Thursday, October 16, 2014

Halle Berry's 'Frankie & Alice' Brings Much-Needed Awareness To Mental Illness

Halle Berry turns in a riveting performance as a woman struggling with multiple personality disorder in the under-appreciated drama, Frankie & Alice.

The movie was originally released in December 2010 and was re-released in April of this year in hopes of finding a wider audience. I recently watched it on DVD and found it to be an engaging story that sheds light on an issue that receives too little attention: mental illness.

Too often, people fall through the cracks of the system that is supposed to help them. And the situation of undiagnosed and/or untreated mental disorders is no doubt even worse for African Americans and other people of color.

Watch the Frankie & Alice trailer by clicking this link:
http://www.fandango.com/movie-trailer/frankie26alice-trailer/139403

Berry deservedly won an NAACP Image Award for Outstanding Actress in a Motion Picture, was named Best Actress by the African American Film Critics Association, and received a 2011 Golden Globe nomination for her portrayal of this real-life woman who courageously - and successfully - battled her inner demons.

The true story takes place in the '70s, when Frankie was working as a go-go dancer and began exhibiting erratic behavior and having black-out episodes. For example, she would wake up to find that someone had emptied her checking account and recorded the purchases in the check register in handwriting Frankie didn't recognize. She would then go into her closet and find expensive dresses with the tags still on that she didn't remember buying. 

As it turned out, Frankie had an alter ego, a racist Southern belle named Alice. There was also a small child living inside Frankie.
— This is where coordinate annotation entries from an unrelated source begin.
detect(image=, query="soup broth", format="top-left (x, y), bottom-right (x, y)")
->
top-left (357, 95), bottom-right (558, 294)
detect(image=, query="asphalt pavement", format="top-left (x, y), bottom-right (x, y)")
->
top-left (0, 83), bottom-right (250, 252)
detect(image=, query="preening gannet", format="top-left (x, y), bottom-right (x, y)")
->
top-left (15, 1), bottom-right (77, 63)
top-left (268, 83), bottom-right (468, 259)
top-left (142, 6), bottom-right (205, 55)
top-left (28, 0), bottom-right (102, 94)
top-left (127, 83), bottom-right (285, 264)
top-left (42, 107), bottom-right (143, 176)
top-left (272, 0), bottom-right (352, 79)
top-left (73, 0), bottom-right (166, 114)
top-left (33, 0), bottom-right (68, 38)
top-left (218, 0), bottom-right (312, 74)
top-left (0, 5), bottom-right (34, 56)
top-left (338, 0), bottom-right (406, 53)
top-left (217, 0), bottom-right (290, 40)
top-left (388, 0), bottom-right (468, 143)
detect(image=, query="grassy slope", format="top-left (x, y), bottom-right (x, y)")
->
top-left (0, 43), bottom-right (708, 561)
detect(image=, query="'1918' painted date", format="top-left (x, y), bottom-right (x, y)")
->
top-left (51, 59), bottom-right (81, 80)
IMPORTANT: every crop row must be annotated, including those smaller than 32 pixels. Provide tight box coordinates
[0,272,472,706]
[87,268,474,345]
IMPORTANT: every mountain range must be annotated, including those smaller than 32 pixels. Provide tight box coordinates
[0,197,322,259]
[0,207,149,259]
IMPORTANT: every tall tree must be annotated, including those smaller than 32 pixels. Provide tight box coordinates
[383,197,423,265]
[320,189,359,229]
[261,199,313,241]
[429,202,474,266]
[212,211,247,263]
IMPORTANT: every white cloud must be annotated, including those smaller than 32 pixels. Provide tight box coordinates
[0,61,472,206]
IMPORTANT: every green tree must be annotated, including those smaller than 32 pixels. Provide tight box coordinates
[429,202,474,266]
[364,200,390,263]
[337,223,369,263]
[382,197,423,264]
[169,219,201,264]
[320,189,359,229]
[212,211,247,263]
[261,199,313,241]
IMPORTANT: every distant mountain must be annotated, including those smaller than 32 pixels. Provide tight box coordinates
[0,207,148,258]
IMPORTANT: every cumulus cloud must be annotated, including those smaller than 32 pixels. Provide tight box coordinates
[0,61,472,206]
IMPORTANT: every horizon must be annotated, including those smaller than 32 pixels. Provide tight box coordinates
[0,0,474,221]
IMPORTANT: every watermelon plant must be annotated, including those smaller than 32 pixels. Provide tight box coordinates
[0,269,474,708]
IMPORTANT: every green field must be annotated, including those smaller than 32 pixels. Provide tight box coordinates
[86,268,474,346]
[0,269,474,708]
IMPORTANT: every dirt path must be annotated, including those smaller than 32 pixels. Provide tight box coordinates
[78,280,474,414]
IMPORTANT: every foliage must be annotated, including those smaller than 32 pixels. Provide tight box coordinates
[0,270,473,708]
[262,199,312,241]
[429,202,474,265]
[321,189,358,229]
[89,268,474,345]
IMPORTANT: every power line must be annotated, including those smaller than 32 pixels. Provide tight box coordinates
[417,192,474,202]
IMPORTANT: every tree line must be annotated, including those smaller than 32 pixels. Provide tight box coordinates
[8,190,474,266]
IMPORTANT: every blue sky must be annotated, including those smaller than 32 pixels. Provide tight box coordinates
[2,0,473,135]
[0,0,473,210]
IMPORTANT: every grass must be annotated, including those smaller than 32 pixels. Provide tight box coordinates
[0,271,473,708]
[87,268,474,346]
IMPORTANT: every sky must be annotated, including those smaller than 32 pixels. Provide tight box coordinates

As Frankie later discovered, her split personality resulted from trauma she survived as a young woman.

Phylicia Rashad and Grey's Anatomy's Chandra Wilson also turn in powerful, understated performances as Frankie's mother and sister. And Stellan Skarsgard is perfectly cast as Frankie's patient, insightful psychiatrist.

In the behind-the-scenes commentary, Berry noted that Frankie & Alice carries on the legacy of serious dramas like 1975's Oscar-winning One Flew Over the Cuckoo's Nest. She made an excellent point: movies that tackled heavyweight social issues like Cuckoo's Nest were the blockbusters of the '70s and '80s when she was growing up. But nowadays, such dramas are rarely made, and when they are, they often struggle to find financing and distribution even when they have big-name stars like Berry. (Read about Berry's struggle to get Frankie & Alice out of "development hell" by clicking this link to a Variety magazine article: http://variety.com/2014/film/news/why-did-halle-berrys-frankie-alice-languish-on-the-shelf-1201151777/)

Perhaps Frankie & Alice should have been a Lifetime or HBO movie instead of a theatrical release so that it could find a wider audience. Hopefully this movie will find an after-life on cable and DVD.